As very recently new member of an AT&T IPhone, this weekend in fact, I found this article conveniently helpful. Tricks such as the following were provided in the article: how to text in an e-mail format, how to block certain types of text messages or specific phone numbers, how to skip over the voicemail greeting of the person you're calling, how to check for balance, remaining text messages & remaining minutes, how to text a landline, and also provides shortcuts for navigating through your own voicemail. There are no exterior sources and no citations, but it can be assumed that all of the information was either discovered through use of the phones or thorough research.
There is no proper ending to the article, as the entire body is primarily in list format. While not being the conventional type of article that USA Today publishes, Komando still did an adequate job of delivering the content that was intended to be delivered. While to mode was different, the information was not made any less helpful.
Sunday, April 12, 2009
Wednesday, April 1, 2009
Joe Swartz, tech writer for USA Today write a short overview of an update in the Facebook staff titled "Facebook CFO resigns." Using a summary lede, Swartz addressed the:
-who: Gideon Yu (CFO of Facebook)
-what: Yu is leaving Facebook after two years
-where: not relevant to story
-why: no reason yet given
Given the article is only three short paragraphs, Swartz, in my opinion, does a great job of addressing the pertinent and necessary information. The article isn't necessarily only about Yu, but also about the other changes in employment and management to Facebook. "Co-founder Dustin Moskovitz and Chief Technology Officer Adam D'Angelo" both left last year, in addition to "Moskovitz and Justin Rosenstein, an engineering manager at Facebook" who "left to form a startup to build software they hope will be 'to your work life what Facebook.com is to your social life.'"
The ending sentence, however, is slightly confusing as Swartz gives an update about an employer already mentioned earlier in the article. "D'Angelo jumped last year for parts unknown." This sentence is a weak concluding sentence as it doesn't even relate to the initial subject of the article. While the article delivers the changes to Facebook staff in an understandable way, the title is misleading because it makes the reader think the article will go more in depth about the reason for which Yu left and how he went about doing it. It is only touched on on the surface, and I feel more delving needs to be done to report more information to the reader.

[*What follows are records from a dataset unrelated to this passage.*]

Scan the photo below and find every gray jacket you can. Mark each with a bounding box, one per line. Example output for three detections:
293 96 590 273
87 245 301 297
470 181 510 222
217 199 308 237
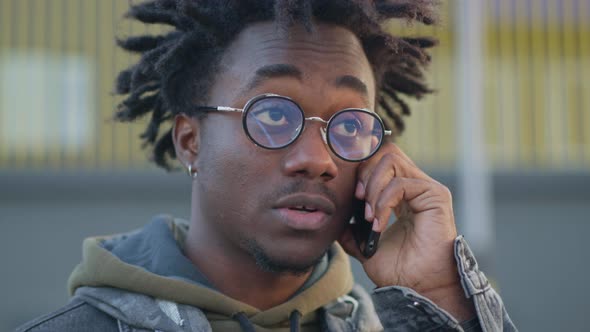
17 217 516 332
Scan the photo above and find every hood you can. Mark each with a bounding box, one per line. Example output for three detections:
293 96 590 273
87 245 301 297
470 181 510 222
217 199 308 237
68 216 353 327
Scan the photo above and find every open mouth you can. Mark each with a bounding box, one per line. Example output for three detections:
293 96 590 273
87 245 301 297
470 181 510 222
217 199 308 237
288 206 318 213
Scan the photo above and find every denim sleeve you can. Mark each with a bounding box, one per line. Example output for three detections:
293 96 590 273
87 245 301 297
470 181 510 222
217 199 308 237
373 236 517 332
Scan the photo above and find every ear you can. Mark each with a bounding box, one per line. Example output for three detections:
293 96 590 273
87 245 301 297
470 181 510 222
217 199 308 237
172 114 200 170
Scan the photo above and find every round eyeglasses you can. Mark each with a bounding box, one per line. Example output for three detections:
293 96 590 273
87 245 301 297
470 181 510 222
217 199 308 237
195 94 391 161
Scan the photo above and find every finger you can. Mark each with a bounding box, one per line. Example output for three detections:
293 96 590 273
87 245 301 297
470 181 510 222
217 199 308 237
364 153 430 223
373 177 452 231
355 143 434 200
338 227 367 263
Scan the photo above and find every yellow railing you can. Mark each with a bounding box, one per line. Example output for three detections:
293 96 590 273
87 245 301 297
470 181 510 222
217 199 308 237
0 0 590 170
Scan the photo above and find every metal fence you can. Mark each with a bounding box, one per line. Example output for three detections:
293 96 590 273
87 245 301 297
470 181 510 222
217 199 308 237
0 0 590 171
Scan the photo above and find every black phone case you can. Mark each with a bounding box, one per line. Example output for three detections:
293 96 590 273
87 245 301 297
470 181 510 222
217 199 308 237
351 200 381 258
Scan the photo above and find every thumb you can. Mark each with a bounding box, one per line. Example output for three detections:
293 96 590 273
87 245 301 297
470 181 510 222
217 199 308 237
338 227 367 263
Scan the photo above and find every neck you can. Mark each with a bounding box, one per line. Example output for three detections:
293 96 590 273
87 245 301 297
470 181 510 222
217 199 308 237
184 196 311 310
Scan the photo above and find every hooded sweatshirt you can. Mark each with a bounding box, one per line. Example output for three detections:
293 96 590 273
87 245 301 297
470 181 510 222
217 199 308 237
68 216 382 331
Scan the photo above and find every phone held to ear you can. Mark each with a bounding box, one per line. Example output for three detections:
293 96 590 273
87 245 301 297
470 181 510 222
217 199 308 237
350 199 381 258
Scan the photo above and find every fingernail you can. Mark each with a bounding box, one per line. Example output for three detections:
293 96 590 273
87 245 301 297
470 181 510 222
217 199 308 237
373 218 379 232
356 181 365 198
365 203 373 220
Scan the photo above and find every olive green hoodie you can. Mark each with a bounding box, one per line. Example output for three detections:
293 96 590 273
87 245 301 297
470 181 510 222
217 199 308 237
68 216 378 331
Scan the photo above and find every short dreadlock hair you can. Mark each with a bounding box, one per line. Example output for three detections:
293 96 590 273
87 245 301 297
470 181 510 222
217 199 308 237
115 0 436 170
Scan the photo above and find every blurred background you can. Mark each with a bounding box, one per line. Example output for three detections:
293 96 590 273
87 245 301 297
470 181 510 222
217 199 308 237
0 0 590 331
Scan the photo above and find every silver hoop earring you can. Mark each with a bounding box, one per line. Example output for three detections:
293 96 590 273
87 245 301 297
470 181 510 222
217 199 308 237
187 164 197 179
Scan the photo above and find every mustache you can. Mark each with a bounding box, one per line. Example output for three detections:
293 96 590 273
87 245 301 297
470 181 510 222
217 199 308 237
265 178 338 204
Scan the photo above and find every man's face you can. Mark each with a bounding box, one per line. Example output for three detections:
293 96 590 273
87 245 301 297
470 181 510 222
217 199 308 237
193 23 375 272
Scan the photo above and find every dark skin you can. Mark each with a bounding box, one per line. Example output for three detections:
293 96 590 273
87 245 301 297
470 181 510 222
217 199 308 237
173 23 474 320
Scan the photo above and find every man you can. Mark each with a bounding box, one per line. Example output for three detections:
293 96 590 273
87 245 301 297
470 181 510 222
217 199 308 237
21 0 515 331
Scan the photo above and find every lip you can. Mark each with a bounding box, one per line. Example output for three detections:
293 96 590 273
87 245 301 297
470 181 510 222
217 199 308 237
273 193 336 230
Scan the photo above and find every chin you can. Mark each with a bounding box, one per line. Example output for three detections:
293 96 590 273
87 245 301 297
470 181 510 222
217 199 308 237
244 239 330 275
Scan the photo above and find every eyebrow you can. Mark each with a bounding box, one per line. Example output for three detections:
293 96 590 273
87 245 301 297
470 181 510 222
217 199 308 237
243 63 369 99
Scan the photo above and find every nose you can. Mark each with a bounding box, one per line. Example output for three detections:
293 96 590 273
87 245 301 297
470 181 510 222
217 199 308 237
282 122 338 181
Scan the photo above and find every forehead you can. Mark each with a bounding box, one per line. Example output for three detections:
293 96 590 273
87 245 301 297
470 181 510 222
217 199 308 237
211 22 375 103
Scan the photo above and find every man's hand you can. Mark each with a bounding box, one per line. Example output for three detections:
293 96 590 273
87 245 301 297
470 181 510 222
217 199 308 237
339 143 474 320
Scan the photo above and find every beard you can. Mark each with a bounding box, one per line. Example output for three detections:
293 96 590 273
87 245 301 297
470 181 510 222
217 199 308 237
243 239 329 276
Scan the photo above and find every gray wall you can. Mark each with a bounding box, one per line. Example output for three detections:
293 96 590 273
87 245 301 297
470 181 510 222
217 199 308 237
0 172 590 331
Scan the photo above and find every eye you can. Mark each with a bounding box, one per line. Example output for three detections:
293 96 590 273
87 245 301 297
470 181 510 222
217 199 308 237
254 108 289 126
331 119 362 137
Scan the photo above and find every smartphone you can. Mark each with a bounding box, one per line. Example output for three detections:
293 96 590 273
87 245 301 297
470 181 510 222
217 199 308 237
350 199 381 258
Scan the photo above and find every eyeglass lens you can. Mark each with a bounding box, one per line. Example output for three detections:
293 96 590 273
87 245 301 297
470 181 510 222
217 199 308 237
244 96 383 161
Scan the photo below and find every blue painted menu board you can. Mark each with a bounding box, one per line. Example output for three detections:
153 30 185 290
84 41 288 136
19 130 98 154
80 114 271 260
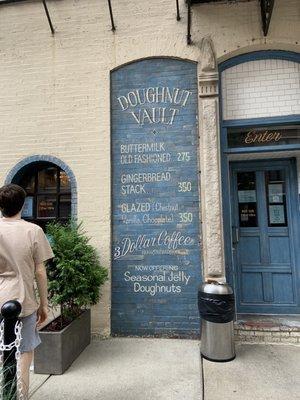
111 59 201 337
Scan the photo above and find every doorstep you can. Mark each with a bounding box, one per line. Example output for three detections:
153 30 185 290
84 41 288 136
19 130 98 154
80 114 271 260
234 314 300 345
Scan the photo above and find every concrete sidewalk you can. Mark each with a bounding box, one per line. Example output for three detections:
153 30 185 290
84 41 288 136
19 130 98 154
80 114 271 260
31 338 300 400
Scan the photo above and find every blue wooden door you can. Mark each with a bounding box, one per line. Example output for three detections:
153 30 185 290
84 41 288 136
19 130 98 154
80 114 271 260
231 160 300 314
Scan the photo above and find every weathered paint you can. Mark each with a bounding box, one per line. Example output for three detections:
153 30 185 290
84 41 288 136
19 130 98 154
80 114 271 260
111 59 201 336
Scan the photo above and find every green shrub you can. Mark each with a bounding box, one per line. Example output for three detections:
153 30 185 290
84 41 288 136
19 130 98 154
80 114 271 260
46 221 108 319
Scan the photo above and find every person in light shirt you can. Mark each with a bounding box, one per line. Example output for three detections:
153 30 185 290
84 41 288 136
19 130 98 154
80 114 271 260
0 184 54 399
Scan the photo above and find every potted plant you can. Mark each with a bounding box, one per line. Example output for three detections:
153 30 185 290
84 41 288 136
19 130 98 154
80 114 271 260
34 221 108 374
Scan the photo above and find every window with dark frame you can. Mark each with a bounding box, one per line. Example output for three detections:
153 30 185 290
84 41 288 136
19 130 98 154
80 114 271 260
13 162 71 229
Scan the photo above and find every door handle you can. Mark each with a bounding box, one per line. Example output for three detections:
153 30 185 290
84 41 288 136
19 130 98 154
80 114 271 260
232 226 240 245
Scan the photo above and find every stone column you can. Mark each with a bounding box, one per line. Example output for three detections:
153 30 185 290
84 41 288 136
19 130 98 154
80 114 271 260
198 38 225 282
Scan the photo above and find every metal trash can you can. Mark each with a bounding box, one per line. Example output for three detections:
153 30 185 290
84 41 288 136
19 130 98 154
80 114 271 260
198 282 235 362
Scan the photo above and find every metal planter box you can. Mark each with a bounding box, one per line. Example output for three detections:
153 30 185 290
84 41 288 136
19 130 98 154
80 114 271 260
34 310 91 375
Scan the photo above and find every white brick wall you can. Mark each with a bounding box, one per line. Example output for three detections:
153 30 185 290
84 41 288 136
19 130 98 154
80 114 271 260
222 60 300 119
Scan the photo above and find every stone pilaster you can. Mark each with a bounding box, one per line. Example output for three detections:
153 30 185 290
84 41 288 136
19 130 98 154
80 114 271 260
198 38 225 281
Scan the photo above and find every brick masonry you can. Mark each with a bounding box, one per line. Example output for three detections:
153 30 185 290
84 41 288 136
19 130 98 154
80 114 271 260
0 0 300 334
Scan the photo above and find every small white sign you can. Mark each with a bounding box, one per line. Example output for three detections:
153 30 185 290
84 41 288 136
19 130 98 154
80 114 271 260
238 190 256 203
268 183 283 203
22 196 33 218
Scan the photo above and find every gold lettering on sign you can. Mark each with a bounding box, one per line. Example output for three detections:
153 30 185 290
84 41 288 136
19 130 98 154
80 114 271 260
244 130 282 144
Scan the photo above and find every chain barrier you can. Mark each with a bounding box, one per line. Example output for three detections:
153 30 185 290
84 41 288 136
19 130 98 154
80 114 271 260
0 319 26 400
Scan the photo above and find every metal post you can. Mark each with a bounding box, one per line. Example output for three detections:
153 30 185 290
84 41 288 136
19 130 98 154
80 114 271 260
176 0 181 21
108 0 116 31
186 0 192 44
1 300 21 400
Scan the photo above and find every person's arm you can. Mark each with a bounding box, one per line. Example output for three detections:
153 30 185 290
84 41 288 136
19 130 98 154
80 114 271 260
35 263 48 325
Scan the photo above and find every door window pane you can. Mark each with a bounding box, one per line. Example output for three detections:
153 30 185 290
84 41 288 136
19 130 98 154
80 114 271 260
265 170 287 227
38 167 57 192
237 171 257 227
59 196 71 218
37 196 56 218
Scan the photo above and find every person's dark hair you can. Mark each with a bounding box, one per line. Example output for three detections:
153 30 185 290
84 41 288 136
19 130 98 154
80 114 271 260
0 183 26 217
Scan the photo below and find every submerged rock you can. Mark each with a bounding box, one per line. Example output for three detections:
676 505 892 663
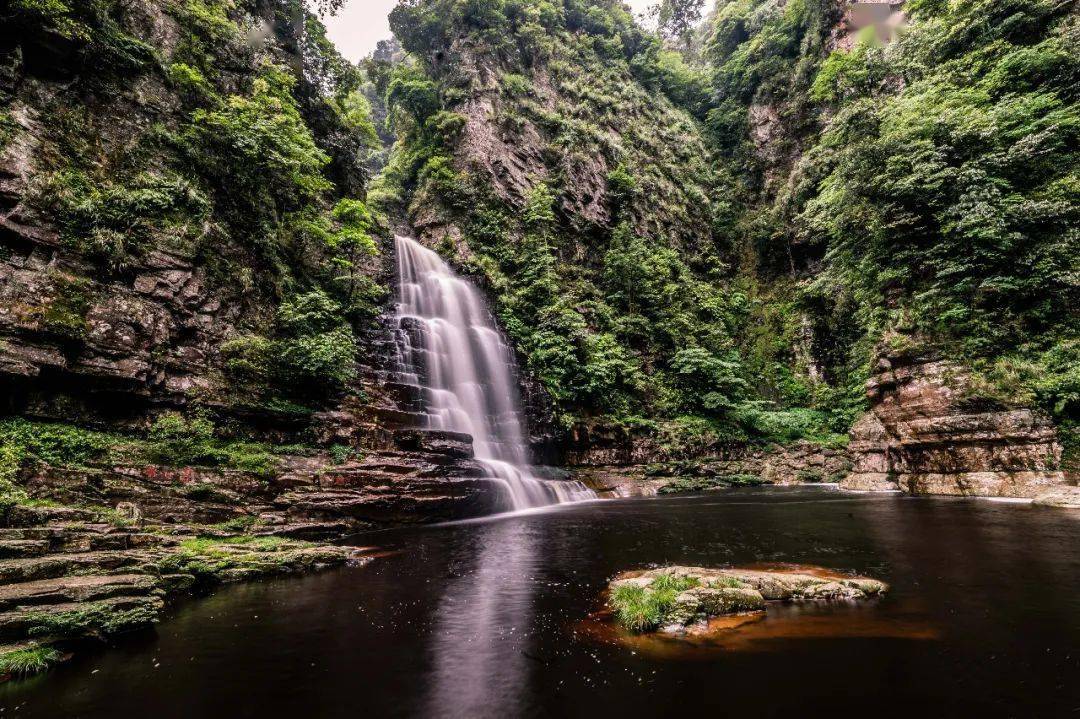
1032 486 1080 510
608 567 888 634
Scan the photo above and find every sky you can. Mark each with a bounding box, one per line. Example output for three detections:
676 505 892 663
323 0 657 62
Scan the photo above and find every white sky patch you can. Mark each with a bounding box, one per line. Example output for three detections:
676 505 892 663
323 0 658 62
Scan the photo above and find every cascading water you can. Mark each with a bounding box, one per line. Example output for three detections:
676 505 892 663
395 235 595 510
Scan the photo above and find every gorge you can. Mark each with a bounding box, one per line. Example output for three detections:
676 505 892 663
0 0 1080 717
394 235 595 510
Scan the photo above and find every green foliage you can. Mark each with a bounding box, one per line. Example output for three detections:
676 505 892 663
0 647 64 677
0 111 19 150
43 167 210 271
608 574 699 632
25 601 158 637
221 289 356 395
184 64 332 252
329 443 361 464
144 412 279 475
657 474 766 494
4 0 156 73
799 2 1080 369
0 417 117 466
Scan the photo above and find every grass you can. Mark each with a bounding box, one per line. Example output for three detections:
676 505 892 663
658 474 766 494
0 647 64 677
610 574 700 633
26 602 158 637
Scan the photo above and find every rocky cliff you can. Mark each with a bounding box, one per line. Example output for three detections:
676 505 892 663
841 345 1067 498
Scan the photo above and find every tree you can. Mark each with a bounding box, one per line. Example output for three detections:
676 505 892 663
649 0 705 51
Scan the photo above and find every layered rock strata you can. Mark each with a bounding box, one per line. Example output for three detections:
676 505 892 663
841 353 1067 498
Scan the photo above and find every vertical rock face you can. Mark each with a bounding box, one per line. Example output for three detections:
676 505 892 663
841 349 1066 498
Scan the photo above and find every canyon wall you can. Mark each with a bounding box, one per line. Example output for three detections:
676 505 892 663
840 353 1068 498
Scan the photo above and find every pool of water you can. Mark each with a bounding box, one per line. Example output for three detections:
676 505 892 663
0 488 1080 719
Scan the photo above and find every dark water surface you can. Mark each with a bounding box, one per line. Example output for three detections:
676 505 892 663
0 489 1080 719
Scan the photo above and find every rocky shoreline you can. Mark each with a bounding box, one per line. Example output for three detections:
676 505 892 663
0 496 367 680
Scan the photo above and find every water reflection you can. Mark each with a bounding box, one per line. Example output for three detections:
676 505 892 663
426 519 537 718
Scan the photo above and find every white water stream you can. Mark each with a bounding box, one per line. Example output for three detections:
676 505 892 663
395 235 595 510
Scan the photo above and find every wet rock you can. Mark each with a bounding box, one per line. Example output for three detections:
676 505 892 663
608 566 888 634
1032 487 1080 510
394 430 473 459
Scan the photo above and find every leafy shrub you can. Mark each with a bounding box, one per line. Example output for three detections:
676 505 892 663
148 412 214 465
610 574 699 632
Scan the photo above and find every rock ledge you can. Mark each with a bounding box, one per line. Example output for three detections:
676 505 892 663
607 566 889 635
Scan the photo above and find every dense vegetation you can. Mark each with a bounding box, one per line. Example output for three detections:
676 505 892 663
4 0 384 408
0 0 1080 465
373 0 1080 449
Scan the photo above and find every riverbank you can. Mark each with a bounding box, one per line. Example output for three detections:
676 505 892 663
8 487 1080 719
0 503 367 680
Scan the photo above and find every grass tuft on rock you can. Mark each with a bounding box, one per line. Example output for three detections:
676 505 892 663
610 574 700 633
0 647 64 678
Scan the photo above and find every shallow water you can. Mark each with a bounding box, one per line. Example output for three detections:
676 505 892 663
8 488 1080 719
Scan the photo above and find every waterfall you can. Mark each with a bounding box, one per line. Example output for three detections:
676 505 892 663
395 235 595 510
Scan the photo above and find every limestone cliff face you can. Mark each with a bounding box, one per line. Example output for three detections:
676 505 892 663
0 0 492 526
410 32 715 262
841 353 1067 498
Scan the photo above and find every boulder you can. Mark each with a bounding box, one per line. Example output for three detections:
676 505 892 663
608 566 888 635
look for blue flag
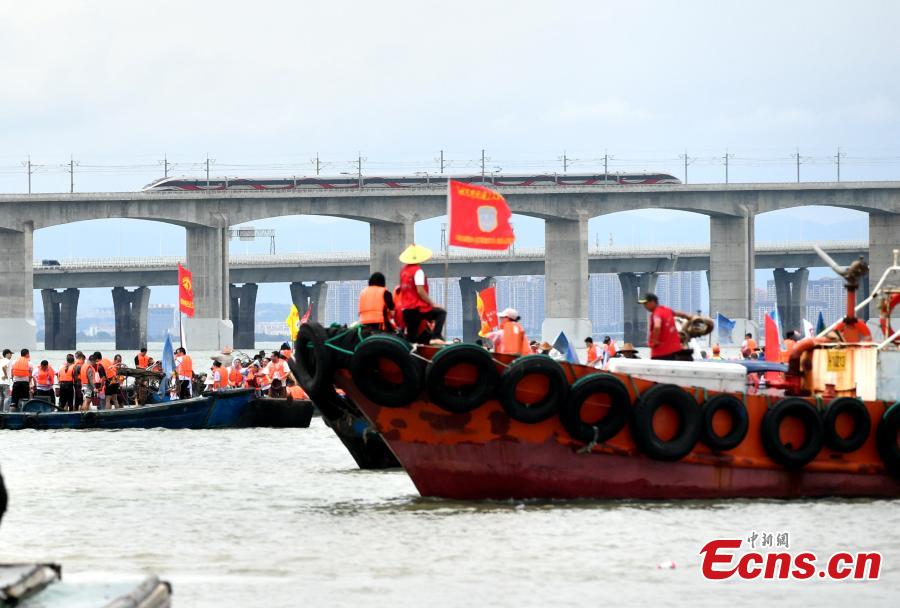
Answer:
[716,312,735,344]
[553,332,579,363]
[816,310,825,334]
[159,332,175,398]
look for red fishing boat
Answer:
[296,247,900,499]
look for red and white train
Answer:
[143,173,681,192]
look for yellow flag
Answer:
[284,304,300,342]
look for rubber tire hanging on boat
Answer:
[700,395,750,452]
[559,373,631,443]
[288,323,335,401]
[875,402,900,477]
[425,344,500,414]
[822,397,872,454]
[759,397,825,469]
[631,384,703,462]
[498,355,569,424]
[350,334,423,407]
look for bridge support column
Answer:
[291,281,328,325]
[709,214,755,319]
[369,222,416,289]
[184,226,234,351]
[41,287,78,350]
[773,268,809,333]
[619,272,656,346]
[541,217,593,347]
[459,277,494,342]
[869,213,900,290]
[0,223,37,352]
[230,283,259,349]
[113,287,150,350]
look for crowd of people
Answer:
[0,343,307,411]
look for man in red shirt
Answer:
[638,293,692,361]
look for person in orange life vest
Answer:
[287,377,309,401]
[9,348,34,410]
[175,346,194,399]
[34,359,56,404]
[104,355,125,409]
[134,346,153,369]
[228,359,246,387]
[359,272,394,331]
[491,308,531,355]
[584,336,598,365]
[396,244,447,344]
[638,293,693,361]
[57,354,76,412]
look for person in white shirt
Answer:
[0,348,12,412]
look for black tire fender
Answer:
[288,323,335,401]
[498,355,569,424]
[875,402,900,477]
[425,344,500,414]
[700,394,750,452]
[631,384,702,462]
[350,334,423,407]
[760,397,825,469]
[559,373,631,443]
[822,397,872,454]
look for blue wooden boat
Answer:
[0,389,255,430]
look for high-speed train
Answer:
[143,173,681,192]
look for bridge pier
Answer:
[184,226,234,351]
[541,217,593,347]
[0,222,37,351]
[291,281,328,325]
[113,287,150,350]
[619,272,657,346]
[230,283,259,349]
[773,268,809,333]
[370,222,416,290]
[709,215,755,319]
[869,212,900,283]
[459,277,499,342]
[41,287,78,350]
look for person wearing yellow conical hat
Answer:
[395,243,447,344]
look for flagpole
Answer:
[444,178,450,324]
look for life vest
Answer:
[359,285,387,329]
[397,264,431,312]
[12,357,31,378]
[59,363,75,382]
[34,365,56,387]
[176,355,194,378]
[288,384,308,399]
[497,321,531,355]
[78,361,97,386]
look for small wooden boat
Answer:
[0,389,255,430]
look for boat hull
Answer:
[0,390,254,430]
[335,368,900,500]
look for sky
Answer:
[0,0,900,306]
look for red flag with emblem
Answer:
[447,179,516,250]
[178,264,194,317]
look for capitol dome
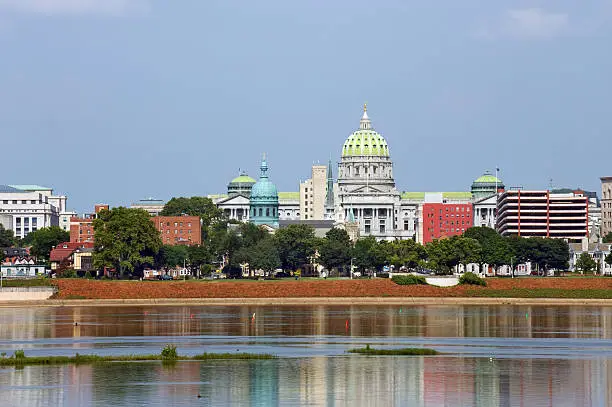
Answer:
[342,105,389,157]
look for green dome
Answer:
[230,174,257,184]
[342,130,389,157]
[342,105,389,157]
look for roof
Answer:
[9,185,53,191]
[402,191,472,201]
[0,185,20,192]
[230,174,257,184]
[278,192,300,201]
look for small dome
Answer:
[230,174,257,184]
[474,171,503,185]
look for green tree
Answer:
[319,228,352,271]
[274,225,315,271]
[353,236,386,271]
[576,252,597,273]
[23,226,70,261]
[0,223,15,247]
[249,236,281,275]
[159,196,223,241]
[386,239,427,270]
[93,207,162,277]
[158,245,189,270]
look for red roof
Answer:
[49,242,93,262]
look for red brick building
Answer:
[70,204,108,243]
[423,203,474,243]
[151,216,202,246]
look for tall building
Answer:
[335,105,417,240]
[471,171,506,229]
[249,155,279,228]
[151,216,202,246]
[130,198,166,216]
[0,185,66,238]
[300,165,327,220]
[70,204,109,243]
[497,190,589,242]
[601,177,612,237]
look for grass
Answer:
[0,345,276,367]
[2,277,53,287]
[347,345,440,356]
[467,288,612,299]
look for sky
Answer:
[0,0,612,212]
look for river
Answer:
[0,305,612,407]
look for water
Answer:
[0,306,612,407]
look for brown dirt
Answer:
[54,277,612,299]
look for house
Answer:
[0,256,45,278]
[49,242,93,271]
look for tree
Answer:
[158,245,189,270]
[93,207,162,277]
[159,196,223,241]
[0,223,15,247]
[383,239,427,270]
[274,225,315,271]
[576,252,597,273]
[353,236,386,271]
[249,236,281,274]
[319,228,351,271]
[23,226,70,261]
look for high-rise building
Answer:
[300,165,327,220]
[496,190,589,242]
[601,177,612,237]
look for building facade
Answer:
[421,202,473,243]
[130,198,166,216]
[601,177,612,237]
[300,165,327,220]
[334,105,418,240]
[496,190,589,242]
[70,204,109,243]
[0,185,66,238]
[151,216,202,246]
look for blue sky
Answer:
[0,0,612,212]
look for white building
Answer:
[334,105,418,240]
[0,185,67,238]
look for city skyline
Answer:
[0,0,612,212]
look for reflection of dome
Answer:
[227,172,256,197]
[472,171,505,199]
[342,105,389,157]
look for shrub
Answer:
[459,271,487,287]
[391,274,427,285]
[161,345,178,360]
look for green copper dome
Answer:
[342,105,389,157]
[230,174,257,184]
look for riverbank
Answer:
[0,297,612,308]
[53,277,612,302]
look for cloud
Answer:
[477,8,569,40]
[0,0,148,16]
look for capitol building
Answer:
[209,105,503,243]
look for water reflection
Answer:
[0,306,612,339]
[0,357,612,406]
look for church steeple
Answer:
[359,103,372,130]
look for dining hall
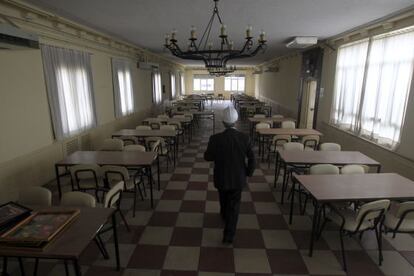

Lastly, I think Swartz should have used a source from within Facebook regarding Yu's departure. A quote from Facebook is used (Facebook says it's looking for a CFO with "public company experience."), however, it is not attributed to a person or website. I think Swartz should have tried to get an interview with the CEO or one of the founders who are internally linked to Facebook and who would have known the exactly events leading up to and reasons for Yu's decision to leave. All in all, while it gives a great summary, Swartz should lengthen his article to fit in more specific and informative content.